Cancer Res. 1994 May 15;54(10):2636-42.
Irinotecan hydrochloride (CPT-11), a semisynthetic derivative of camptothecin, has been demonstrated to be active against solid tumors such as non-small cell lung cancer and colorectal cancer. Two combination phase I trials were undertaken to determine the maximum tolerated dose of CPT-11 in combination with cisplatin and vindesine in patients with advanced non-small cell lung cancer. All 46 patients (age 32-73 years) entered into these trials had a good performance status (Eastern Cooperative Oncology Group score, 0-1) and had received no prior chemotherapy or radiotherapy. In the first trial, 14 stage IV and 2 stage IIIb patients were studied; in the second trial 30 patients with stage IV disease were accrued.
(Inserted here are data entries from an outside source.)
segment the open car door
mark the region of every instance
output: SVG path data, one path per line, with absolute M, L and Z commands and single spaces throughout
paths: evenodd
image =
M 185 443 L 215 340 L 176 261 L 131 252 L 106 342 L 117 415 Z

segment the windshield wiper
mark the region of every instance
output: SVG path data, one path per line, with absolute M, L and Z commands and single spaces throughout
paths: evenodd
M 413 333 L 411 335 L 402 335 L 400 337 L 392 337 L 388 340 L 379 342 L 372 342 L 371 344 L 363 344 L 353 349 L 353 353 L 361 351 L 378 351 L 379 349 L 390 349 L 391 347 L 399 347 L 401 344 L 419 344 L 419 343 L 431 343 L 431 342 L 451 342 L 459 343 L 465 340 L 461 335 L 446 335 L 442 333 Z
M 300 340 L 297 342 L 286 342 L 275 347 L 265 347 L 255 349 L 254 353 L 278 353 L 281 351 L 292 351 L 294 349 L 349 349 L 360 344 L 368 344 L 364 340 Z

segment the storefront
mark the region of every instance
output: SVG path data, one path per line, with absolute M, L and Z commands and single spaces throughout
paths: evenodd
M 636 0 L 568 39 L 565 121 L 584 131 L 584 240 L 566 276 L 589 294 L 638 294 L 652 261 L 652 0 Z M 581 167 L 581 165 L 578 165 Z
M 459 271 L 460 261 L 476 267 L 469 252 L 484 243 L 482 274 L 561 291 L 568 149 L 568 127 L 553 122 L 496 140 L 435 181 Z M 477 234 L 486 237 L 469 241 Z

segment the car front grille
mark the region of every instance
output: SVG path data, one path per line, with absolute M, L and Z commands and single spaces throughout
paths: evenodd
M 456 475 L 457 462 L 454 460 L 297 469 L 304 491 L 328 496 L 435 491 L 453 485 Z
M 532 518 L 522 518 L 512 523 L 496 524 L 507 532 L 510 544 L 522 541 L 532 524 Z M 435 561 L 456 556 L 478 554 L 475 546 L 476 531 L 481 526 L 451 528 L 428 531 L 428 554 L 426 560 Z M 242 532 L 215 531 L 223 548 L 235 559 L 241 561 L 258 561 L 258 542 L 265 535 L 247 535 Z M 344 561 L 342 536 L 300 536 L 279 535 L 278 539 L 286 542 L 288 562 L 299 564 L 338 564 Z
In the first trial, CPT-11 was given as a 90-min i.v. infusion on days 1 and 8 in combination with a fixed dose of cisplatin (100 mg/m2, i.v., on day 1) and vindesine (3 mg/m2, i.v., on days 1 and 8), every 4 weeks. The starting dose of CPT-11 was 25 mg/m2, and the dose was increased in increments of 25 mg/m2. In the second trial, the doses of either CPT-11 (days 1 and 8) or cisplatin (day 1) were escalated with a fixed dose of vindesine (same dose as the first study) given in a 4-week cycle. The starting doses of CPT-11 and cisplatin were 20 and 60 mg/m2, respectively, and the dose of either CPT-11 or cisplatin was increased in increments of 20 mg/m2. At least 3 patients were entered at each dose level in both trials. Use of granulocyte colony-stimulating factor or granulocyte-macrophage colony-stimulating factor was not permitted in this trial. In the first trial, grade 4 granulocytopenia and grade > or = 3 diarrhea were dose limiting at 50 mg/m2 CPT-11, which represented the maximum tolerated dose. At the subsequent dose of CPT-11, 7 new patients were requited at the 50% reduced dose level of 37.5 mg/m2 on days 1 and 8. Nine patients were evaluated for response, and 4 of them achieved a partial response. In spite of a low dose of CPT-11 (25-37.5 mg/m2), the maximum concentration in plasma of CPT-11 (> 0.4 micrograms/ml) reached > 10-fold the in vitro concentration of CPT-11 required for 50% inhibition of growth. In the second trial, the dose-limiting toxicities were grade 4 granulocytopenia lasting for > or = 7 days and grade > or = 3 diarrhea.(ABSTRACT TRUNCATED AT 400 WORDS)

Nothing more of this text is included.